Lefty also warns that now all smartphone users are attractive targets And not just the “rich”. “There are sophisticated criminal gangs that aim to break banks but there are others that target clients, others that specialize in industrial sub-headings. The truth is that today everyone from the CEO to the cadet of an organization can be an interesting target for the cyber-scam”.
On the other hand, according to the experts, also the large technology companies that provide popular services They have a lot of homework to do. From improving the insecure use of some free marketplaces, to scammers who easily set up a fake online store and sell, via instagram. And new actions by popular search engines that display, prominently in the results, ads for fake sites, can also add security, facilitating the flow of unsuspecting people who click and start falling victim to a real scam.
Do you have an email (from your bank)
Earlier this year ESET Latin America, a company specializing in digital security, conducted a survey in countries in the region, including Argentina, asking users with what frequency receive scam attempts and where the scammers contacted them from. 81% of the participants stated that in the last 12 months they had received at least one scam attempt, but managed to detect it in time, while 6% of people admitted having fallen into this trap. Several of these attempts are made from supposedly official mailboxes of both public and private banks.

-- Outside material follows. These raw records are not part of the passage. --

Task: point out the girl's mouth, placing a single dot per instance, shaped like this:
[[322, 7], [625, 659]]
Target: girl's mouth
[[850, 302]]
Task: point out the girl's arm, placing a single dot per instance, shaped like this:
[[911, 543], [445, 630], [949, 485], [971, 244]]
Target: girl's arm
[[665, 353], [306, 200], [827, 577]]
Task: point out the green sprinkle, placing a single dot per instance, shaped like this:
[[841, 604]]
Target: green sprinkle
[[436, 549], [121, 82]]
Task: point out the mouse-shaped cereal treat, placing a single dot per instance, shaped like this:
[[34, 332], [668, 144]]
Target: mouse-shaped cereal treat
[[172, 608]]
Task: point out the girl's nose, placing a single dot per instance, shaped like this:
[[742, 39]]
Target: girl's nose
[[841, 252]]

“Regarding the consequences for the victims, 11% lost personal information, 7% money, and 4% access to their accounts,” he explained to PROFILE Camilo Gutiérrez Amaya, head of the Research laboratory from ESET. And he confirmed that the number of scams has been increasing for years, but the pandemic accelerated these situations. But, in addition, “now they are more targeted and sophisticated scams. And they take advantage of the fact that a large number of users simply feel safe and that they are not going to be the target of this type of attack, and that we can all be a target of hacking”. The first way to prevent is at this point: be aware Keep in mind that everyone, including the reader of this note, may also be the target of digital fraud.